Immigration Assessment Authority’s Decision

  1. At paragraph 1 of its decision, the Authority notes that the applicant claims fear of harm from Sri Lankan authorities because of his actual or perceived support of the former Liberation Tigers of Tamil Eelam (“LTTE”). At paragraph 5 of its decision, the Authority noted the number of concerns raised by the applicant in respect of the Delegate.

  2. These included that the Delegate refused to accept from the applicant, “documents of country information of Sri Lankan human rights situation”, at the conclusion of the Temporary Protection Visa interview. The Authority also noted the Delegate had listened to the recorded interview and there was no evidence on the recording of any attempt by the applicant to introduce country information. A further complaint was made that the Delegate was unfit to decide the applicant’s protection claim because he was sick and in pain and had to stand in the interview and made notes in an exercise book.

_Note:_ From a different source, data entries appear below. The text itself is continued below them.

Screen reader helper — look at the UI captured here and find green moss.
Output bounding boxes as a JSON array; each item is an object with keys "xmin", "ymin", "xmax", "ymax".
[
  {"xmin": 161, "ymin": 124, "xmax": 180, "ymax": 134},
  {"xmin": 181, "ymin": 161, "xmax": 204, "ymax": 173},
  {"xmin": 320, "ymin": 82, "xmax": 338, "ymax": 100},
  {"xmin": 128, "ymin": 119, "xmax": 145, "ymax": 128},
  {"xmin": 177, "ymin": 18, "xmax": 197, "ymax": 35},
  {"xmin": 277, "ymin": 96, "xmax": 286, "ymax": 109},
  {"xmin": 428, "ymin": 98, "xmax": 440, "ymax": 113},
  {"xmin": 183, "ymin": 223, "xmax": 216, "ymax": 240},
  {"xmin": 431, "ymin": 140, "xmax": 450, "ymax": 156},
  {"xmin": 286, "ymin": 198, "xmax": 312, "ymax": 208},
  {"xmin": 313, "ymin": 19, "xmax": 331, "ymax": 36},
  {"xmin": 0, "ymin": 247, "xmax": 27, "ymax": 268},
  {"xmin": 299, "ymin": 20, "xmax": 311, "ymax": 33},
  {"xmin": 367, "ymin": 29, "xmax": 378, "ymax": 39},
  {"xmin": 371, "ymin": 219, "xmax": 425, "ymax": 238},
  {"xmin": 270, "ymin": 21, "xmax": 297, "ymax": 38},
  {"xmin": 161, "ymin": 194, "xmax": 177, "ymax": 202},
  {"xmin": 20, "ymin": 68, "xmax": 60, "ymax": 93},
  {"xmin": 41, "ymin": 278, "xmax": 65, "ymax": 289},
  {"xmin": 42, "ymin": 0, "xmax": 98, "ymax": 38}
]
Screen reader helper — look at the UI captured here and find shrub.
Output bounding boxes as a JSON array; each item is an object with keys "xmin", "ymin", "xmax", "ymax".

  3. The Authority noted that it listened to the recorded interview and indicated that the Delegate conducted the interview professionally, with respect and allowed the applicant full opportunity to put forward his claims. A submission to the Authority refers to country information that was not before the Delegate by reference to a citation at footnote 17. No copy of this document was provided to the Authority, although a brief extract was provided. That information appeared to predate the Delegate’s decision.

  4. The Authority determined it was not credible personal information. The Authority was not satisfied that either of the matters in s 473DD(b) of the Migration Act 1958 (Cth) (“the Act”) were satisfied, nor were there any exceptional circumstances to justify consideration of the new information.

  5. Paragraph 7 of the Authority’s decision sets out the applicant’s claims and can be summarised as follows:

    ·Several members of his extended family, by either blood or marriage, had been killed, abducted and all were presumed dead, killed by Sri Lankan security authorities on account of being, or suspected of being LTTE.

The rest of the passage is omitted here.